Le 20/03/2012 22:36, Andrei Alexandrescu a écrit :
On 3/20/12 4:36 PM, deadalnix wrote:
We have the opportunity here to introduce in D the concept of aspect
oriented programming. This is HUGE. If you are afraid of the addition of
a functionnality to the language, don"t worry, you are not just adding a
functionnality, but a whole new paradigm.

I dabbled into AOP quite a bit, but I'm not all that jazzed about it.
It's been around for quite a while but it has little to show for it. At
the present it's rather unstructured and lacks a strong corpus of useful
idioms. I'd say - interesting, but I wouldn't bet the farm on it.

Andrei


Honestly, AOP is quite hard to use right now because of the lack of language support. This is a chicken and egg issue.

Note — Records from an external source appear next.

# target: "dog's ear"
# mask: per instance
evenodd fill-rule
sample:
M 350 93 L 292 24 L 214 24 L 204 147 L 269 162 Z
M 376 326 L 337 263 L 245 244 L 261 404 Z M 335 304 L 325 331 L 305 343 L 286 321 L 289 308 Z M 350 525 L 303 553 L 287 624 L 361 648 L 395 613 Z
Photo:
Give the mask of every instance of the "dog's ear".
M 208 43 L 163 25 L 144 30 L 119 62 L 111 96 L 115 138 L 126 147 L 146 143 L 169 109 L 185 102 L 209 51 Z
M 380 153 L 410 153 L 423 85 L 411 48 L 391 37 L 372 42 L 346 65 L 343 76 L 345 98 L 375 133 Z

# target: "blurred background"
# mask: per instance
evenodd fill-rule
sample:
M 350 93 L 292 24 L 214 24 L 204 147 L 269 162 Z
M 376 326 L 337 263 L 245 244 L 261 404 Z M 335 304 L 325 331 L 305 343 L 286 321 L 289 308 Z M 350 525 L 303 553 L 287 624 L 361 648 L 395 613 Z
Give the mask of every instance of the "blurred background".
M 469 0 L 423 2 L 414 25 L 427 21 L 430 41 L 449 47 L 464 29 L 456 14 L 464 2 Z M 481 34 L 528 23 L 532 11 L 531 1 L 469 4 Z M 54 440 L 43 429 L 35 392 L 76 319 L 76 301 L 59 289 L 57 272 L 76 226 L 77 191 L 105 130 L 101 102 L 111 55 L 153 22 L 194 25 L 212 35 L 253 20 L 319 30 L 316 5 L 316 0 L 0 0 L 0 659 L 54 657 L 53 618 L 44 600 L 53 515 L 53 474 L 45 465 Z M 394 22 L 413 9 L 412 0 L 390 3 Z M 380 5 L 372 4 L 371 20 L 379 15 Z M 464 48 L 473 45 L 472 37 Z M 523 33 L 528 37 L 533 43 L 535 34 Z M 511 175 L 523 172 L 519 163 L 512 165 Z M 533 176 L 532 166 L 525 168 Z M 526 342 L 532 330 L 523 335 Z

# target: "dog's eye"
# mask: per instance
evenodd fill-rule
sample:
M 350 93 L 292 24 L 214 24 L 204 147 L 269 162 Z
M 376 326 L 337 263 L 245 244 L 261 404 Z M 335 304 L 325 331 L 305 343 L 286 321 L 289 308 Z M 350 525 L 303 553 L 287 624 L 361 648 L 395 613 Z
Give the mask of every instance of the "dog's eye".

This is more and more used in Java, for good reasons. I think we will sooner or later talk about modern Java like we talk about modern C++ today.

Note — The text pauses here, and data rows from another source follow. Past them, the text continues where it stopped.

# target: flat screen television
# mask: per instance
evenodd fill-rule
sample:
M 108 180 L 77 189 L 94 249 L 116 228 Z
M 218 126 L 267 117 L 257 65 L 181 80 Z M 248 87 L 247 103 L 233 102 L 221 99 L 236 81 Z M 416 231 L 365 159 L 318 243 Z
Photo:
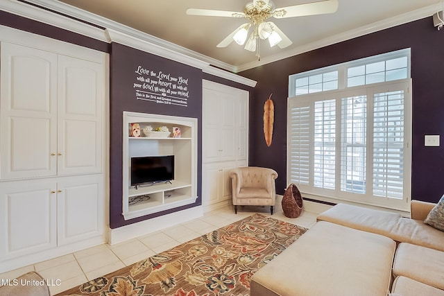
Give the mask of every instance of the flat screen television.
M 131 157 L 131 186 L 174 180 L 174 155 Z

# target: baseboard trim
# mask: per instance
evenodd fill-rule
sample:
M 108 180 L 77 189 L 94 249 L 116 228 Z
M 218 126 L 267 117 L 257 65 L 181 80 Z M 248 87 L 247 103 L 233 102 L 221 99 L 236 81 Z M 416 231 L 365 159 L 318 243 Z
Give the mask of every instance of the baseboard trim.
M 194 207 L 167 215 L 110 229 L 108 243 L 115 245 L 158 230 L 177 225 L 203 216 L 202 206 Z

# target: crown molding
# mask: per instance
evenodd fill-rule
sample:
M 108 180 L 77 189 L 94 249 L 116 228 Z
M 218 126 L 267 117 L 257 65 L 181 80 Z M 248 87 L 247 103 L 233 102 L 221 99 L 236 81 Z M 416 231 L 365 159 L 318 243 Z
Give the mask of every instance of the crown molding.
M 234 73 L 235 67 L 231 64 L 99 15 L 58 1 L 26 1 L 33 6 L 17 0 L 0 0 L 0 9 L 105 42 L 121 43 L 143 51 L 205 70 L 206 73 L 248 86 L 255 85 L 255 82 L 253 80 L 248 80 Z M 37 6 L 45 9 L 41 9 Z M 53 11 L 59 13 L 55 13 Z M 74 19 L 81 19 L 85 22 L 76 21 Z M 215 70 L 214 69 L 216 68 L 212 69 L 212 67 L 209 68 L 210 64 L 226 71 Z
M 256 68 L 273 62 L 277 62 L 278 60 L 304 53 L 314 49 L 321 49 L 336 43 L 342 42 L 343 41 L 349 40 L 367 34 L 421 19 L 425 17 L 430 17 L 437 11 L 442 10 L 443 6 L 441 3 L 432 5 L 421 9 L 400 15 L 396 17 L 391 17 L 383 21 L 357 28 L 347 32 L 330 36 L 316 42 L 305 44 L 302 46 L 293 48 L 286 51 L 281 51 L 276 55 L 268 57 L 262 57 L 260 62 L 255 61 L 237 67 L 235 67 L 234 72 L 241 72 L 243 71 Z
M 110 28 L 105 29 L 105 33 L 110 40 L 112 42 L 120 43 L 121 44 L 129 46 L 142 51 L 162 56 L 162 58 L 186 64 L 200 69 L 203 69 L 209 65 L 206 62 L 195 59 L 172 49 L 150 42 L 149 40 L 145 38 L 146 34 L 142 33 L 136 33 L 135 32 L 133 32 L 133 33 L 130 35 L 121 31 L 117 31 Z
M 50 3 L 49 1 L 31 0 L 29 2 L 49 9 L 60 11 L 57 8 L 57 6 L 60 6 L 47 5 L 47 3 Z M 53 2 L 56 4 L 60 3 L 53 1 L 51 3 Z M 20 2 L 16 0 L 0 0 L 0 10 L 20 17 L 24 17 L 27 19 L 40 21 L 41 23 L 75 32 L 98 40 L 108 42 L 105 35 L 103 34 L 103 30 L 100 28 L 88 25 L 80 21 L 73 21 L 73 19 L 69 17 L 53 13 L 48 10 L 40 9 L 37 7 L 28 5 L 24 2 Z M 61 10 L 60 12 L 70 15 L 69 13 L 64 12 L 63 10 Z
M 36 6 L 40 6 L 49 10 L 57 11 L 62 14 L 94 24 L 94 25 L 103 28 L 105 30 L 80 21 L 76 21 L 69 17 L 53 13 L 51 11 L 39 9 L 37 7 L 19 2 L 17 0 L 0 0 L 0 9 L 103 42 L 125 41 L 125 45 L 137 46 L 136 48 L 138 49 L 148 52 L 150 52 L 149 51 L 153 51 L 153 53 L 154 54 L 173 60 L 178 60 L 178 61 L 182 63 L 194 63 L 194 64 L 195 66 L 194 67 L 198 67 L 203 70 L 205 69 L 211 69 L 208 68 L 208 65 L 212 65 L 214 67 L 214 69 L 219 68 L 226 70 L 227 73 L 235 76 L 238 76 L 236 73 L 290 58 L 314 49 L 327 46 L 335 43 L 341 42 L 366 34 L 427 17 L 433 15 L 433 14 L 437 11 L 442 10 L 442 4 L 436 3 L 374 24 L 357 28 L 347 32 L 332 35 L 316 42 L 305 44 L 302 46 L 281 51 L 271 56 L 262 57 L 260 62 L 254 61 L 236 67 L 62 2 L 53 0 L 26 1 Z M 111 38 L 114 38 L 114 40 Z M 145 49 L 143 49 L 144 46 L 146 46 Z M 160 49 L 162 50 L 160 51 Z M 167 53 L 168 54 L 171 54 L 171 56 L 165 56 L 165 54 Z M 185 60 L 182 59 L 185 59 Z M 213 69 L 205 71 L 213 71 L 213 73 L 206 73 L 218 76 L 219 75 L 217 75 L 216 72 L 219 72 L 221 75 L 225 76 L 229 76 L 227 73 L 215 71 Z M 224 78 L 235 81 L 236 79 L 238 79 L 235 76 L 231 79 L 227 77 Z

You are well placed to know how template have been implemented in C++ simply for generic, and what comes out of it. And how awesome that is.

Many feature of the current D could have been implemented using AOP. I think that pretty much made the point. AOP is useful, and as a proof emulating it by compiler magic, when we cannot do without (synchronized, override, deprecated, as examples).

If AOP wasn't useful, theses feature wouldn't have been included in D at all. I'm suggesting templates, your answering « everything is a object, so let's do generic, I don't see the point of templates ».